Tue Sep 10 00:58:41 EDT 2013

On Mon, 09 Sep 2013 11:05:44 -0600, Michael Torrie wrote:

> On 09/09/2013 08:28 AM, wxjmfauth at gmail.com wrote:
>> Comment: Such differences never happen with utf.
> 
> But with utf, slicing strings is O(n) (well that's a simplification as
> someone showed an algorithm that is log n), whereas a fixed-width
> encoding (Latin-1, UCS-2, UCS-4) is O(1).  

UTF-32 is fixed-width. UTF-16 is not, but if you limit yourself to only 
characters in the Basic Multilingual Plane, it is functionally equivalent 
to UCS-2 and therefore fixed-width.

> Do you understand what this means?

Talking about "utf" in general as JMF does is a good sign that he 
doesn't. Which UTF? I know of at least eight:

UTF-1
UTF-7
UTF-8
UTF-9  # this one is a joke, but it does work
UTF-16  # in two varieties, big-endian and little-endian
UTF-18  # another joke
UTF-32  # likewise two varieties
UTF-EBCDIC

although only 3 (perhaps 4, if you include UTF-7) are in common use.

[...]
> I don't even know that much about unicode yet it's clear you're either
> deliberately muddying the waters with your stupid and pointless
> arguments against FCS or you don't really understand the difference
> between unicode and byte encoding.  Which is it?

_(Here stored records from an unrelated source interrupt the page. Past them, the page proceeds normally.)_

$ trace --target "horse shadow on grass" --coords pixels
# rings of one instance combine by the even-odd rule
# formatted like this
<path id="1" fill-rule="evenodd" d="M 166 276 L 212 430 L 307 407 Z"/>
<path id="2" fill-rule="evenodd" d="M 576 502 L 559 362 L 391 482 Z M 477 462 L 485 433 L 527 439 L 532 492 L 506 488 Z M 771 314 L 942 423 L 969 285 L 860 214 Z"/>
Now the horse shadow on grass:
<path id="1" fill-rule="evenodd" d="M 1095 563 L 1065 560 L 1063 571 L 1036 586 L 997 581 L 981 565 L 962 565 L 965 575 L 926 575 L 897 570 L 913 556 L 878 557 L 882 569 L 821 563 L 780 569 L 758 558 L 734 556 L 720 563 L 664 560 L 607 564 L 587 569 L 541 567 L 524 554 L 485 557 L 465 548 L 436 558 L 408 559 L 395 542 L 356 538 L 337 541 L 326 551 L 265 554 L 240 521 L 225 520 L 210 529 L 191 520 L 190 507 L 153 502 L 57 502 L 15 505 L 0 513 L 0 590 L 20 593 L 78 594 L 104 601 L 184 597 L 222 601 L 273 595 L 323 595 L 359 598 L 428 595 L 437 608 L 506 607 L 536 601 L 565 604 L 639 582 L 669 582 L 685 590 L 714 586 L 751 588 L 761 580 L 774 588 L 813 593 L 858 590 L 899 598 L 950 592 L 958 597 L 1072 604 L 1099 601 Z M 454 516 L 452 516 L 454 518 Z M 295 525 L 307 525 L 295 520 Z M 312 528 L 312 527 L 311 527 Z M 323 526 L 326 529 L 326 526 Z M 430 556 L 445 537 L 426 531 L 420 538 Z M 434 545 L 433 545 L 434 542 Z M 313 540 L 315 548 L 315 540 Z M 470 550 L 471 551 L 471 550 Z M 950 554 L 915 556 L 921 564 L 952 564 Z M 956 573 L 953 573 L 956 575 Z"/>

I have been watching JMF get a mad-on about the flexible string 
representation since he first noticed it, and in my opinion, his 
complaints are based entirely on resentment that ASCII users save more 
memory than non-ASCII users. Even if it means everyone is worse off, he 
is utterly opposed to giving ASCII users any benefit.

Of course, he neglects to consider that *every single Python user* is an 
ASCII user, since most strings in Python are pure ASCII. Names of 
builtins, standard library modules, variables, attributes, most of them 
are ASCII.

-- 
Steven